A model proposed by Brune (1970) is widely used for stress drop analyses. The model assumes the rupture on a circular fault happens instantly, that is, the rupture speed is infinity. It is an excellent and simple model, but it neglects a fundamental concept of the continuum mechanics that the rupture speed does not exceed the P-wave velocity. This is why we used a model of Madariaga (1976) in estimating stress drops.
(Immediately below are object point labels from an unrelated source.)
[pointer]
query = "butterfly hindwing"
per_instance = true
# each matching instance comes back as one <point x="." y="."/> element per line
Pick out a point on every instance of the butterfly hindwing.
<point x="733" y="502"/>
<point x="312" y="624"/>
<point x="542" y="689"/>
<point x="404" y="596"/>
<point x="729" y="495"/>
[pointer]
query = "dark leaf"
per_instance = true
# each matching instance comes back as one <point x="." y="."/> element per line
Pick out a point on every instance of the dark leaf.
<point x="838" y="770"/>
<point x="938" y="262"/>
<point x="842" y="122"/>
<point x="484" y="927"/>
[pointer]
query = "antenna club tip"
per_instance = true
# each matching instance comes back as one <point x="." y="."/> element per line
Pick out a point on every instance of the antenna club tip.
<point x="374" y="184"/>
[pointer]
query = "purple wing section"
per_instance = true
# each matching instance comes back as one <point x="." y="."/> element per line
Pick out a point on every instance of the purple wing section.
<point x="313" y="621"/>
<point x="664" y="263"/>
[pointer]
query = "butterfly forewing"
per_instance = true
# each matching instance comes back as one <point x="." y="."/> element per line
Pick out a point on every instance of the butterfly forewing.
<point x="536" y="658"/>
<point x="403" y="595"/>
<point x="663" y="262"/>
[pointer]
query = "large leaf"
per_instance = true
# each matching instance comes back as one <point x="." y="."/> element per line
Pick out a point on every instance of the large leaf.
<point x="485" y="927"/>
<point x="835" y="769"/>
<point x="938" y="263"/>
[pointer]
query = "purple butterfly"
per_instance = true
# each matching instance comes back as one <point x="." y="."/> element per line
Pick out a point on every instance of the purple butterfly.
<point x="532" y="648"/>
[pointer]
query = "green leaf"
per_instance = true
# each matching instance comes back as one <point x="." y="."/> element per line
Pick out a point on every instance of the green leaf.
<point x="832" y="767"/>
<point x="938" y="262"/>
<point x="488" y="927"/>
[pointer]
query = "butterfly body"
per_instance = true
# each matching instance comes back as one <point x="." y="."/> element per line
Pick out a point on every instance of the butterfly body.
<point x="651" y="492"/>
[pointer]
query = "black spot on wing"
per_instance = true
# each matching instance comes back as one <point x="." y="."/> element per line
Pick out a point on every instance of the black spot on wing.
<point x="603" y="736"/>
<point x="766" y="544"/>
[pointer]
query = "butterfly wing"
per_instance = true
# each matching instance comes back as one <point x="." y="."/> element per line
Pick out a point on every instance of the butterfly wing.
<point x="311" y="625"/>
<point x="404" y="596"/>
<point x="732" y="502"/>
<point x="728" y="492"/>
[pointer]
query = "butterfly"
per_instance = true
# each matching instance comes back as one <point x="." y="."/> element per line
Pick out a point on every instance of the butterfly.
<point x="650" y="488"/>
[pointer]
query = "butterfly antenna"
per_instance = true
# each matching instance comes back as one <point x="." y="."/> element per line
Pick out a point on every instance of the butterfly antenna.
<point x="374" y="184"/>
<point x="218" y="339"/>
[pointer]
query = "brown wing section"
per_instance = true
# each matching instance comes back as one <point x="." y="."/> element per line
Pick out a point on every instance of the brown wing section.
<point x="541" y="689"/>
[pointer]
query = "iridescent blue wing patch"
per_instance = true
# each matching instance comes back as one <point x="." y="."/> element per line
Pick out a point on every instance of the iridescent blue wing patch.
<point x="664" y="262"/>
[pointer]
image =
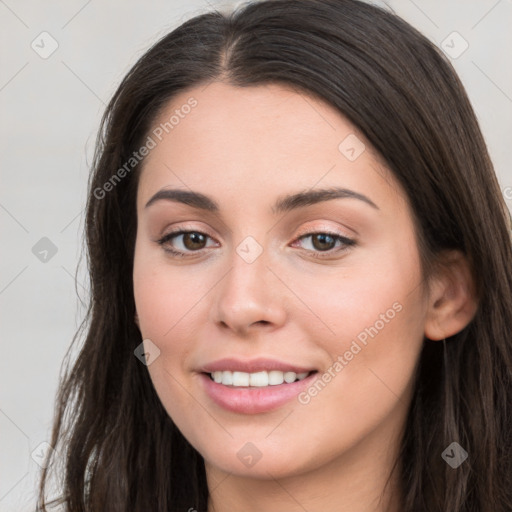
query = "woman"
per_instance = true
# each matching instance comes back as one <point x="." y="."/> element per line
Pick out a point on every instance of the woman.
<point x="300" y="276"/>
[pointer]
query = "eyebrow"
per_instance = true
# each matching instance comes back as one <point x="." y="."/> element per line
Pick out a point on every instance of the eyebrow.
<point x="283" y="204"/>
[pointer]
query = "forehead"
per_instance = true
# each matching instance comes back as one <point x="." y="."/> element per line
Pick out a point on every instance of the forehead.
<point x="222" y="138"/>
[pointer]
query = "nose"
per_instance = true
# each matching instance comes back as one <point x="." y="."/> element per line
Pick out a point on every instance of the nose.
<point x="250" y="297"/>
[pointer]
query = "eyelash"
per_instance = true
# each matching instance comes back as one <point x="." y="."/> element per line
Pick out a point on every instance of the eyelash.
<point x="347" y="242"/>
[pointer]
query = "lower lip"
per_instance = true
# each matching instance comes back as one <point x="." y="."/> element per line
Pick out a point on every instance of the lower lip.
<point x="253" y="400"/>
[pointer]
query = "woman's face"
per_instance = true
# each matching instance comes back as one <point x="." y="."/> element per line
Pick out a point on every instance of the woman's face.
<point x="301" y="257"/>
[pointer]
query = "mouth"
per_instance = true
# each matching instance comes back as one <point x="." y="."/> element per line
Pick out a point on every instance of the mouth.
<point x="256" y="392"/>
<point x="261" y="379"/>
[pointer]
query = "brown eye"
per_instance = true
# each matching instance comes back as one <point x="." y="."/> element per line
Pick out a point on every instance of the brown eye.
<point x="323" y="241"/>
<point x="181" y="243"/>
<point x="322" y="244"/>
<point x="193" y="240"/>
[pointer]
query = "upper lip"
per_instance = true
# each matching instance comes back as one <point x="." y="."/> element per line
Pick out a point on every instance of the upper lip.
<point x="252" y="366"/>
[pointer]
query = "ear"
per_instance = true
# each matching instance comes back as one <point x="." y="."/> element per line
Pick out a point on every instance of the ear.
<point x="452" y="299"/>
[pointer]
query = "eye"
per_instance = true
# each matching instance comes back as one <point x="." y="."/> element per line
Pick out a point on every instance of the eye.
<point x="186" y="242"/>
<point x="181" y="243"/>
<point x="325" y="242"/>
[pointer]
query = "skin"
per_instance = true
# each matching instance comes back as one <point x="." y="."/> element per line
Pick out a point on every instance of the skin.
<point x="245" y="148"/>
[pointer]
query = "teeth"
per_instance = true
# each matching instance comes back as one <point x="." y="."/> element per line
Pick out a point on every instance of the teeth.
<point x="259" y="379"/>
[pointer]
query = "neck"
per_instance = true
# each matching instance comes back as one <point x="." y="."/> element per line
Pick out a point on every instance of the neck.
<point x="354" y="482"/>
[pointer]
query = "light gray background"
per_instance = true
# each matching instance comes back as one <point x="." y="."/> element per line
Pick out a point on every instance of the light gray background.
<point x="50" y="113"/>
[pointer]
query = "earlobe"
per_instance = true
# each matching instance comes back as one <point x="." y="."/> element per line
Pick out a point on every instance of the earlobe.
<point x="452" y="298"/>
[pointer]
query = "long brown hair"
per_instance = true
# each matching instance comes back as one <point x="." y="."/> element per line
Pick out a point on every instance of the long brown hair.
<point x="120" y="451"/>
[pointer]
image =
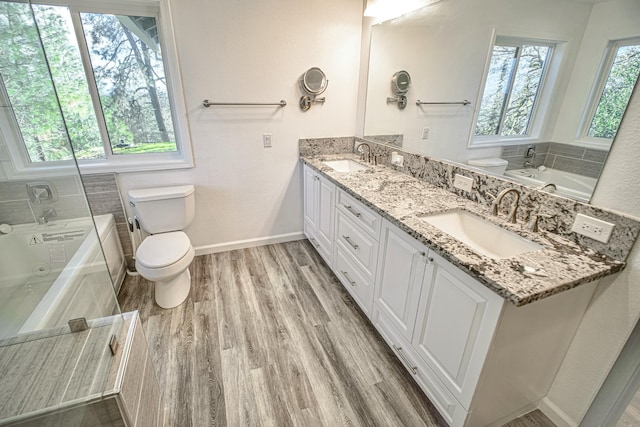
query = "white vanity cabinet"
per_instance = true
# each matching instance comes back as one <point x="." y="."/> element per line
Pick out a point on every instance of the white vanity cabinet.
<point x="356" y="248"/>
<point x="439" y="321"/>
<point x="319" y="212"/>
<point x="479" y="359"/>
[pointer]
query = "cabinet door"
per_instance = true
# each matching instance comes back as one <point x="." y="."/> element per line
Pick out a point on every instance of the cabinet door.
<point x="326" y="202"/>
<point x="456" y="321"/>
<point x="311" y="183"/>
<point x="401" y="266"/>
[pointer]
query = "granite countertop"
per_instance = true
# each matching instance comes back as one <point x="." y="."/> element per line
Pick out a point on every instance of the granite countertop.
<point x="522" y="279"/>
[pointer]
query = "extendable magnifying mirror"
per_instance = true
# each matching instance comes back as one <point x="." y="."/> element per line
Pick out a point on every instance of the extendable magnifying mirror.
<point x="313" y="82"/>
<point x="400" y="83"/>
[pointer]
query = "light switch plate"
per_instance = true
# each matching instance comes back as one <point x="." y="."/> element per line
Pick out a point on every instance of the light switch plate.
<point x="593" y="228"/>
<point x="463" y="182"/>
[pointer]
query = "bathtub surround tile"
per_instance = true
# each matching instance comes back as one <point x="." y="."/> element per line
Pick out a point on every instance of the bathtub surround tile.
<point x="99" y="183"/>
<point x="104" y="197"/>
<point x="577" y="166"/>
<point x="16" y="212"/>
<point x="274" y="337"/>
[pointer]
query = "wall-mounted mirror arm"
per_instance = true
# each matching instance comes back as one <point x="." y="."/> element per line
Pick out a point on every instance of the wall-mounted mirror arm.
<point x="400" y="99"/>
<point x="306" y="101"/>
<point x="464" y="102"/>
<point x="313" y="82"/>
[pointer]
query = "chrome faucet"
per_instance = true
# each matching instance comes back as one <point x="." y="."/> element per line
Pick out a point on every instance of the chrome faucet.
<point x="46" y="214"/>
<point x="366" y="158"/>
<point x="496" y="203"/>
<point x="547" y="184"/>
<point x="533" y="222"/>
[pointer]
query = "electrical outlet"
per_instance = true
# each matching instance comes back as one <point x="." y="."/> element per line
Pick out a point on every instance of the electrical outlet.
<point x="463" y="182"/>
<point x="593" y="228"/>
<point x="397" y="159"/>
<point x="266" y="139"/>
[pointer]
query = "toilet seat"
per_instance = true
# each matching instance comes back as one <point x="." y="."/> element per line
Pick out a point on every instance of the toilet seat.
<point x="163" y="250"/>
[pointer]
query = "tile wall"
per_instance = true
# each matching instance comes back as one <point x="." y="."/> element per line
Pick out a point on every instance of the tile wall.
<point x="568" y="158"/>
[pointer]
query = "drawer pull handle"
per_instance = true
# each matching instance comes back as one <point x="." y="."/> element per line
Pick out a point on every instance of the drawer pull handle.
<point x="349" y="241"/>
<point x="413" y="369"/>
<point x="353" y="211"/>
<point x="346" y="275"/>
<point x="424" y="255"/>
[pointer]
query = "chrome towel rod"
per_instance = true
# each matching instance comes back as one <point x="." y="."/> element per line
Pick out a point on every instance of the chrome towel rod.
<point x="465" y="102"/>
<point x="207" y="103"/>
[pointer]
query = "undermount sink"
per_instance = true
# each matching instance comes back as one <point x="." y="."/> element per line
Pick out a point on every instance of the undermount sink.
<point x="345" y="165"/>
<point x="481" y="235"/>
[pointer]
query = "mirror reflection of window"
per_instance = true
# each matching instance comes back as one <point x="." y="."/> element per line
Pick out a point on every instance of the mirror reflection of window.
<point x="512" y="88"/>
<point x="615" y="84"/>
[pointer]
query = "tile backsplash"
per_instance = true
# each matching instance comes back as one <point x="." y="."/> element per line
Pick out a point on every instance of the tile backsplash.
<point x="564" y="157"/>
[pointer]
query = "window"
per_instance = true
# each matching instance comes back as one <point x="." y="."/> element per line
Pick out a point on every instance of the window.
<point x="619" y="73"/>
<point x="108" y="72"/>
<point x="512" y="87"/>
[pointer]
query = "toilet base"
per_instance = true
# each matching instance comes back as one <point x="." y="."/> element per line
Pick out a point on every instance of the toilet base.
<point x="172" y="293"/>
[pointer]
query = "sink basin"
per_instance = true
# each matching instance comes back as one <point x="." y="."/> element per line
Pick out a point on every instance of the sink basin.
<point x="345" y="165"/>
<point x="480" y="235"/>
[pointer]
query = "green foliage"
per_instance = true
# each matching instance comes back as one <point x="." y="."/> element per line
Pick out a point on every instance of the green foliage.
<point x="129" y="74"/>
<point x="616" y="93"/>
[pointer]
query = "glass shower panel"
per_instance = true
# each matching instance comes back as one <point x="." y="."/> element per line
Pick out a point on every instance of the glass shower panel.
<point x="52" y="266"/>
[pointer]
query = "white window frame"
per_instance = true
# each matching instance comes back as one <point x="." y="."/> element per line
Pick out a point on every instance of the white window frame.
<point x="542" y="103"/>
<point x="20" y="164"/>
<point x="596" y="92"/>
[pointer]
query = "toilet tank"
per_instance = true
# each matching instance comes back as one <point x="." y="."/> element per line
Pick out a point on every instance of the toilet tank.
<point x="494" y="165"/>
<point x="163" y="209"/>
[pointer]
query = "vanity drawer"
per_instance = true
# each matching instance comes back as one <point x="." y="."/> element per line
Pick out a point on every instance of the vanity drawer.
<point x="360" y="245"/>
<point x="451" y="410"/>
<point x="369" y="220"/>
<point x="354" y="280"/>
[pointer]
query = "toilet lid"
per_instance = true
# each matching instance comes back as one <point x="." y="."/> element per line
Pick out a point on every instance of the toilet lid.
<point x="161" y="250"/>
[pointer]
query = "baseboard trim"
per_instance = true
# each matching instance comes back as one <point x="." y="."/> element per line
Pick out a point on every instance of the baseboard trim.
<point x="248" y="243"/>
<point x="555" y="414"/>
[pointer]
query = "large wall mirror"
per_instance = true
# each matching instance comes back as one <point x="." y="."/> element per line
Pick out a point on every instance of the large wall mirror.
<point x="547" y="83"/>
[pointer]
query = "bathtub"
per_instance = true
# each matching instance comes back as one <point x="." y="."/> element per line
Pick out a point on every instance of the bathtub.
<point x="568" y="184"/>
<point x="55" y="272"/>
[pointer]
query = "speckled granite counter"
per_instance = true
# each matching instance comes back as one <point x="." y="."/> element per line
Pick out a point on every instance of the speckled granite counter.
<point x="402" y="199"/>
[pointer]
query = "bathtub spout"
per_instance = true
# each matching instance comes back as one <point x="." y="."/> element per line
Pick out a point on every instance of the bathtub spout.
<point x="49" y="213"/>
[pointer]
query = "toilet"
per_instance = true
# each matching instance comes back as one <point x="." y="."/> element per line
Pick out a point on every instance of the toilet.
<point x="165" y="254"/>
<point x="493" y="165"/>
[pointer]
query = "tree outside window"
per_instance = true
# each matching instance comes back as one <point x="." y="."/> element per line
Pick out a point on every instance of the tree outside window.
<point x="120" y="107"/>
<point x="620" y="79"/>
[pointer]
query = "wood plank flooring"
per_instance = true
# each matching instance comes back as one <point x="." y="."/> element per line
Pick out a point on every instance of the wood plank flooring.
<point x="268" y="336"/>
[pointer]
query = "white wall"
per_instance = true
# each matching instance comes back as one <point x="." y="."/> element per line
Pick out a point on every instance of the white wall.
<point x="243" y="51"/>
<point x="445" y="52"/>
<point x="615" y="308"/>
<point x="599" y="31"/>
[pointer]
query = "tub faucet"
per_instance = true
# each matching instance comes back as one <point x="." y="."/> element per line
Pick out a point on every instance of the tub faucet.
<point x="496" y="203"/>
<point x="46" y="214"/>
<point x="547" y="184"/>
<point x="366" y="157"/>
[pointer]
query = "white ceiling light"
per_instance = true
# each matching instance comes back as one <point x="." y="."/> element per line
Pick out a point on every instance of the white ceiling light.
<point x="383" y="10"/>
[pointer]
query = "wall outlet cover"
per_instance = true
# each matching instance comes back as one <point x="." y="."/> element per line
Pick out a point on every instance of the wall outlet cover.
<point x="397" y="159"/>
<point x="594" y="228"/>
<point x="463" y="182"/>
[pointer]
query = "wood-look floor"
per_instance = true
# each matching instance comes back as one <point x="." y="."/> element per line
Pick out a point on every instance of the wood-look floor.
<point x="268" y="336"/>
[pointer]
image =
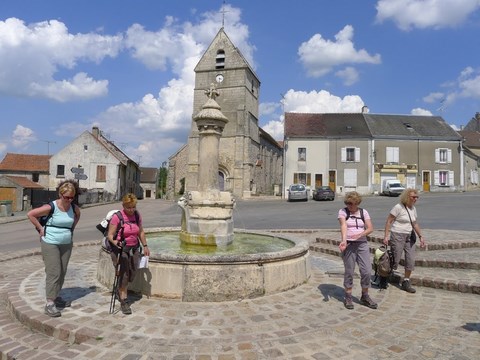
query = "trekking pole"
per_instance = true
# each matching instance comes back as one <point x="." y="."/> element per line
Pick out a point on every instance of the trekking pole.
<point x="115" y="283"/>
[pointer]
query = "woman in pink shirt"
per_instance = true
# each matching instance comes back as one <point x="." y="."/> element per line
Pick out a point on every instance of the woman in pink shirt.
<point x="355" y="225"/>
<point x="126" y="246"/>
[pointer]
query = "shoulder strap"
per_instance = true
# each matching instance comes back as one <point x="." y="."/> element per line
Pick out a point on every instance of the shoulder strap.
<point x="50" y="213"/>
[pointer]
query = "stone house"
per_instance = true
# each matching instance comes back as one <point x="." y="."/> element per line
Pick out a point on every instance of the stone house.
<point x="99" y="166"/>
<point x="358" y="151"/>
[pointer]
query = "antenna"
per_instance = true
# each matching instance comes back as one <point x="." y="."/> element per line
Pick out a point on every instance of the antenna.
<point x="48" y="145"/>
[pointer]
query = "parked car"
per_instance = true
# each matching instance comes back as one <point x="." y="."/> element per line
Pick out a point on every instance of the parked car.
<point x="297" y="192"/>
<point x="323" y="193"/>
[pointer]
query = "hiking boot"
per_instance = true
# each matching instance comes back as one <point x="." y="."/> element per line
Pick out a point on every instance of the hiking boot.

Please note that the absolute values of stress drop derived from the model of Madariaga (1976) become 5.6 times larger than the values estimated by the model of Brune (1970). This is why values of stress drop in the present study are 5–10 times higher than those in other studies on stress drop.

Conclusion

We summarize our conclusion as follows.

  1. 1.

    Areas with a high stress drop are located at edges of a large coseismic slip with a high gradient in displacement during the 2011 Tohoku earthquake.

  2. 2.

    The areas with a high stress drop showed temporal change on values of stress drop after the 2011 Tohoku earthquake.

  3. 3.

    The fact (2) may indicate a gradual weakening of the shear strength due to the stress concentration associated with the coseismic slip during the 2011 Tohoku earthquake (Ohnaka and Shen 1999).

  4. 4.

    Temporal change in stress drop likely to reflect the change in the shear strength. As the dynamic stress level depends on the slip velocity (Di Toro et al. 2011), our results can hardly be explained as the change in the dynamic stress level.

Our results suggest that the frictional properties on a subducting plate interface can be monitored by stress drops of small earthquakes, as pointed out by some previous studies including Yamada et al. (2017), which provides important information for strong motion estimation due to future large earthquakes.